7. Your Rights Under the GDPR
As a data subject, you have the following rights in relation to your personal data:
- Right of access (Article 15 GDPR) – You have the right to obtain confirmation as to whether your personal data is being processed and, if so, to access that data along with information about the processing.
- Right to rectification (Article 16 GDPR) – You have the right to request the correction of inaccurate personal data or the completion of incomplete data.
- Right to erasure / “right to be forgotten” (Article 17 GDPR) – You have the right to request the deletion of your personal data where there is no compelling reason for its continued processing.
- Right to restriction of processing (Article 18 GDPR) – You have the right to request that we restrict the processing of your personal data in certain circumstances.
- Right to data portability (Article 20 GDPR) – You have the right to receive your personal data in a structured, commonly used, and machine-readable format, and to transmit that data to another controller.
- Right to object (Article 21 GDPR) – You have the right to object to the processing of your personal data based on our legitimate interests. We will cease processing unless we demonstrate compelling legitimate grounds.
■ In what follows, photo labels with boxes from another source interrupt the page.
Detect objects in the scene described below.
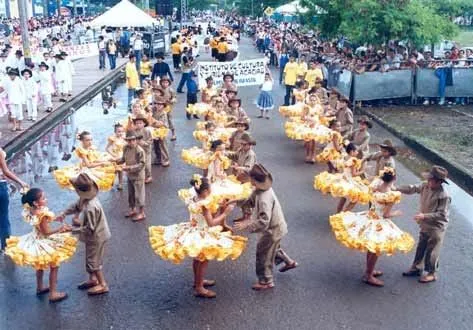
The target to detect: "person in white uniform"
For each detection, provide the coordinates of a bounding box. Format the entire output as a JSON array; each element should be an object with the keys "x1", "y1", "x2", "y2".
[
  {"x1": 2, "y1": 68, "x2": 26, "y2": 131},
  {"x1": 38, "y1": 62, "x2": 54, "y2": 112},
  {"x1": 21, "y1": 69, "x2": 38, "y2": 122},
  {"x1": 61, "y1": 52, "x2": 76, "y2": 96}
]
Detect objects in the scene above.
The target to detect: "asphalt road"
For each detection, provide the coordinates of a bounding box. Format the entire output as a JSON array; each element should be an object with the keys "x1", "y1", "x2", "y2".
[{"x1": 0, "y1": 37, "x2": 473, "y2": 330}]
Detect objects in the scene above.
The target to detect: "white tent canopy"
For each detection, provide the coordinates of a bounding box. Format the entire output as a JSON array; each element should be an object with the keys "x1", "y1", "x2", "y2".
[
  {"x1": 90, "y1": 0, "x2": 158, "y2": 27},
  {"x1": 275, "y1": 0, "x2": 309, "y2": 14},
  {"x1": 274, "y1": 0, "x2": 325, "y2": 15}
]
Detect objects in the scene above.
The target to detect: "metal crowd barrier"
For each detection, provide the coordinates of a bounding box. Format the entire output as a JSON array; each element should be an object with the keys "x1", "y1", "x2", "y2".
[
  {"x1": 415, "y1": 68, "x2": 473, "y2": 97},
  {"x1": 326, "y1": 65, "x2": 473, "y2": 103}
]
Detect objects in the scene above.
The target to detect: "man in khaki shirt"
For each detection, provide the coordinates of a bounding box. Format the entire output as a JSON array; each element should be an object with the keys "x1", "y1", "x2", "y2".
[
  {"x1": 397, "y1": 165, "x2": 451, "y2": 283},
  {"x1": 117, "y1": 131, "x2": 146, "y2": 221},
  {"x1": 133, "y1": 115, "x2": 153, "y2": 184},
  {"x1": 331, "y1": 97, "x2": 354, "y2": 137},
  {"x1": 235, "y1": 164, "x2": 298, "y2": 291},
  {"x1": 363, "y1": 139, "x2": 397, "y2": 176}
]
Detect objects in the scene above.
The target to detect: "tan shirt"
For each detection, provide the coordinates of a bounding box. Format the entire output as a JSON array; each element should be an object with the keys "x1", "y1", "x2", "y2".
[
  {"x1": 64, "y1": 197, "x2": 112, "y2": 243},
  {"x1": 397, "y1": 182, "x2": 452, "y2": 232},
  {"x1": 248, "y1": 188, "x2": 287, "y2": 240},
  {"x1": 336, "y1": 108, "x2": 353, "y2": 137},
  {"x1": 230, "y1": 130, "x2": 246, "y2": 152},
  {"x1": 366, "y1": 151, "x2": 396, "y2": 175},
  {"x1": 160, "y1": 87, "x2": 176, "y2": 104},
  {"x1": 349, "y1": 129, "x2": 371, "y2": 155},
  {"x1": 135, "y1": 127, "x2": 153, "y2": 155},
  {"x1": 236, "y1": 149, "x2": 256, "y2": 172},
  {"x1": 118, "y1": 145, "x2": 145, "y2": 181},
  {"x1": 226, "y1": 107, "x2": 250, "y2": 124},
  {"x1": 153, "y1": 111, "x2": 169, "y2": 127}
]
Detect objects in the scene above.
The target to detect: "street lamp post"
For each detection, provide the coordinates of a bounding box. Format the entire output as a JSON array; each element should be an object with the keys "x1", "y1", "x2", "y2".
[{"x1": 18, "y1": 0, "x2": 31, "y2": 65}]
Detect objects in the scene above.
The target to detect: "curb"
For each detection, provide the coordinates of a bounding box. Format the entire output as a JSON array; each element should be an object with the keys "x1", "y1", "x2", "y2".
[
  {"x1": 356, "y1": 107, "x2": 473, "y2": 194},
  {"x1": 3, "y1": 63, "x2": 126, "y2": 160}
]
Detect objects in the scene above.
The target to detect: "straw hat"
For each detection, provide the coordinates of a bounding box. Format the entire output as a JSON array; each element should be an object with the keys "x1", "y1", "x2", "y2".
[
  {"x1": 379, "y1": 139, "x2": 397, "y2": 156},
  {"x1": 240, "y1": 133, "x2": 256, "y2": 146},
  {"x1": 39, "y1": 62, "x2": 49, "y2": 70},
  {"x1": 7, "y1": 68, "x2": 20, "y2": 77},
  {"x1": 154, "y1": 97, "x2": 168, "y2": 105},
  {"x1": 422, "y1": 165, "x2": 449, "y2": 184},
  {"x1": 223, "y1": 73, "x2": 235, "y2": 81},
  {"x1": 231, "y1": 120, "x2": 250, "y2": 131},
  {"x1": 125, "y1": 131, "x2": 139, "y2": 141},
  {"x1": 21, "y1": 69, "x2": 33, "y2": 77},
  {"x1": 69, "y1": 173, "x2": 99, "y2": 199},
  {"x1": 228, "y1": 98, "x2": 241, "y2": 107},
  {"x1": 248, "y1": 164, "x2": 273, "y2": 190},
  {"x1": 358, "y1": 116, "x2": 373, "y2": 128},
  {"x1": 132, "y1": 114, "x2": 149, "y2": 127}
]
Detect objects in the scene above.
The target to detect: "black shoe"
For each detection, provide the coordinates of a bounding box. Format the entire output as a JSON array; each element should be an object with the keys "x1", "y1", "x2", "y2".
[
  {"x1": 48, "y1": 166, "x2": 58, "y2": 173},
  {"x1": 402, "y1": 269, "x2": 422, "y2": 277},
  {"x1": 62, "y1": 154, "x2": 72, "y2": 162}
]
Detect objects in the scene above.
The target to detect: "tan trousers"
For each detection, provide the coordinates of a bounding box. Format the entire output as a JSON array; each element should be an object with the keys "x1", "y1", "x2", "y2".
[
  {"x1": 167, "y1": 112, "x2": 174, "y2": 134},
  {"x1": 414, "y1": 230, "x2": 445, "y2": 274},
  {"x1": 85, "y1": 241, "x2": 107, "y2": 274},
  {"x1": 153, "y1": 139, "x2": 169, "y2": 164},
  {"x1": 145, "y1": 149, "x2": 153, "y2": 178},
  {"x1": 256, "y1": 234, "x2": 281, "y2": 284},
  {"x1": 128, "y1": 178, "x2": 146, "y2": 209}
]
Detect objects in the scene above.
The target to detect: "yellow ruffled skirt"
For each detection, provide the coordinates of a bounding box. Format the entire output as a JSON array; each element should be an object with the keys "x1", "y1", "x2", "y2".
[
  {"x1": 193, "y1": 127, "x2": 236, "y2": 143},
  {"x1": 211, "y1": 175, "x2": 253, "y2": 202},
  {"x1": 5, "y1": 231, "x2": 77, "y2": 270},
  {"x1": 279, "y1": 103, "x2": 304, "y2": 118},
  {"x1": 151, "y1": 127, "x2": 169, "y2": 140},
  {"x1": 284, "y1": 121, "x2": 332, "y2": 144},
  {"x1": 330, "y1": 211, "x2": 415, "y2": 255},
  {"x1": 181, "y1": 147, "x2": 212, "y2": 170},
  {"x1": 177, "y1": 175, "x2": 253, "y2": 213},
  {"x1": 149, "y1": 222, "x2": 247, "y2": 264},
  {"x1": 314, "y1": 172, "x2": 371, "y2": 204},
  {"x1": 186, "y1": 102, "x2": 211, "y2": 116},
  {"x1": 53, "y1": 164, "x2": 117, "y2": 191},
  {"x1": 315, "y1": 146, "x2": 342, "y2": 163}
]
- Right to withdraw consent (Article 7(3) GDPR) – Where processing is based on your consent (e.g. cookies), you have the right to withdraw that consent at any time. Withdrawal does not affect the lawfulness of processing carried out before withdrawal.
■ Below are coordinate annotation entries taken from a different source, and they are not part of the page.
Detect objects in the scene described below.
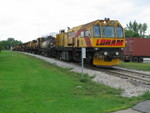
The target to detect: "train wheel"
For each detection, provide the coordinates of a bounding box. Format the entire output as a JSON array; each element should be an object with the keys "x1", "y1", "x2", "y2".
[{"x1": 132, "y1": 57, "x2": 139, "y2": 62}]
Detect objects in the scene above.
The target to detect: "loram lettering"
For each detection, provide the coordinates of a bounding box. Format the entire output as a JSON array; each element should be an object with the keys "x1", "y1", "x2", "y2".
[{"x1": 96, "y1": 39, "x2": 123, "y2": 46}]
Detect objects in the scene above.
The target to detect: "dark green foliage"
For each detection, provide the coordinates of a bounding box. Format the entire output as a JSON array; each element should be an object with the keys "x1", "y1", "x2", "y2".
[
  {"x1": 125, "y1": 21, "x2": 148, "y2": 37},
  {"x1": 0, "y1": 38, "x2": 22, "y2": 50}
]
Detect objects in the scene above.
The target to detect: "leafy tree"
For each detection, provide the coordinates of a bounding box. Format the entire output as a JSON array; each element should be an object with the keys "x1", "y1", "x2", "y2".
[
  {"x1": 0, "y1": 38, "x2": 22, "y2": 50},
  {"x1": 125, "y1": 20, "x2": 148, "y2": 37}
]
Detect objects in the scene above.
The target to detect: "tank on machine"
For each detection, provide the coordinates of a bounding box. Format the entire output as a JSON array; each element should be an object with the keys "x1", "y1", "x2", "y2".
[{"x1": 123, "y1": 37, "x2": 150, "y2": 62}]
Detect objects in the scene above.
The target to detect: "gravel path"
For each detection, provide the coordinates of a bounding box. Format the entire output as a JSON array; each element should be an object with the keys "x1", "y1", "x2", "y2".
[{"x1": 24, "y1": 53, "x2": 150, "y2": 97}]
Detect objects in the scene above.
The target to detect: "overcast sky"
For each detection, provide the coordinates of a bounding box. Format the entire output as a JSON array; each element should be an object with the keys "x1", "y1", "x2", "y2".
[{"x1": 0, "y1": 0, "x2": 150, "y2": 42}]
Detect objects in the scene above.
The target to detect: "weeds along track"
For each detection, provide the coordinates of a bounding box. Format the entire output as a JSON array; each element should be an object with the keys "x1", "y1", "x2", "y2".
[
  {"x1": 21, "y1": 51, "x2": 150, "y2": 86},
  {"x1": 94, "y1": 68, "x2": 150, "y2": 85}
]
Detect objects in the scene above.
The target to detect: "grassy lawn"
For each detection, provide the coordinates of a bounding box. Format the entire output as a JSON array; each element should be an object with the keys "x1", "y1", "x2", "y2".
[
  {"x1": 0, "y1": 51, "x2": 150, "y2": 113},
  {"x1": 119, "y1": 62, "x2": 150, "y2": 71}
]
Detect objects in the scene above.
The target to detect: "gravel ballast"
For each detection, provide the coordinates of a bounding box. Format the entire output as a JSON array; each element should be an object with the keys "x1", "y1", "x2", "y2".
[{"x1": 22, "y1": 52, "x2": 150, "y2": 97}]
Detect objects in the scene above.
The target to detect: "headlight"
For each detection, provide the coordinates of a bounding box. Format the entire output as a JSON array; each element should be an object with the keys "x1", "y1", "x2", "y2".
[
  {"x1": 104, "y1": 52, "x2": 108, "y2": 56},
  {"x1": 116, "y1": 52, "x2": 119, "y2": 56}
]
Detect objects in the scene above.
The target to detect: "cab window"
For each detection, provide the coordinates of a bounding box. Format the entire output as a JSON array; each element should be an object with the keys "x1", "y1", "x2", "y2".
[
  {"x1": 102, "y1": 26, "x2": 115, "y2": 38},
  {"x1": 116, "y1": 26, "x2": 123, "y2": 38},
  {"x1": 80, "y1": 31, "x2": 84, "y2": 37},
  {"x1": 85, "y1": 30, "x2": 91, "y2": 37},
  {"x1": 93, "y1": 25, "x2": 100, "y2": 38}
]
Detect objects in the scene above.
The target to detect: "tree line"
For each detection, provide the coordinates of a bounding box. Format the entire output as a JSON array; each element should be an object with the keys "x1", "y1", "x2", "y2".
[{"x1": 125, "y1": 21, "x2": 150, "y2": 38}]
- Right to lodge a complaint – You have the right to lodge a complaint with the Croatian supervisory authority: Agencija za zaštitu osobnih podataka (AZOP), Selska cesta 136, 10 000 Zagreb, Republic of Croatia, website: https://azop.hr.
To exercise any of these rights, please contact us using the details provided in Section 10. We will respond to your request within 30 days.
8. Data Security
We are committed to ensuring the security of your personal data. We have implemented appropriate technical and organisational measures to protect your data against unauthorised access, alteration, disclosure, or destruction. These measures include the use of encrypted connections (SSL/TLS), secure hosting infrastructure, access controls, and regular security reviews.
However, due to the inherent nature of the internet, we cannot guarantee that data transmitted online is completely secure. Any transmission of personal data is at your own risk.
9. Links to Other Websites
Our Website may contain links to third-party websites, including social media platforms (such as LinkedIn and Facebook). We have no control over the content, privacy policies, or practices of these websites. We strongly encourage you to review the privacy policy of every website you visit. Granular Group is not responsible for the privacy practices or content of third-party websites.
10. Contact Information
If you have any questions about this Privacy Policy, wish to exercise your rights as a data subject, or have a complaint regarding the processing of your personal data, please contact us:
- Granular Group d.o.o.
- Petračićeva 6
- 10 000 Zagreb
- Republic of Croatia
- Email: info@granulargroup.com
11. Changes to This Privacy Policy
We may update this Privacy Policy from time to time to reflect changes in our practices, technologies, legal requirements, or other factors. When we make changes, we will update the “Effective date” at the top of this page. We encourage you to review this Privacy Policy periodically.
Continued use of the Website after changes are posted constitutes your acceptance of the updated Privacy Policy.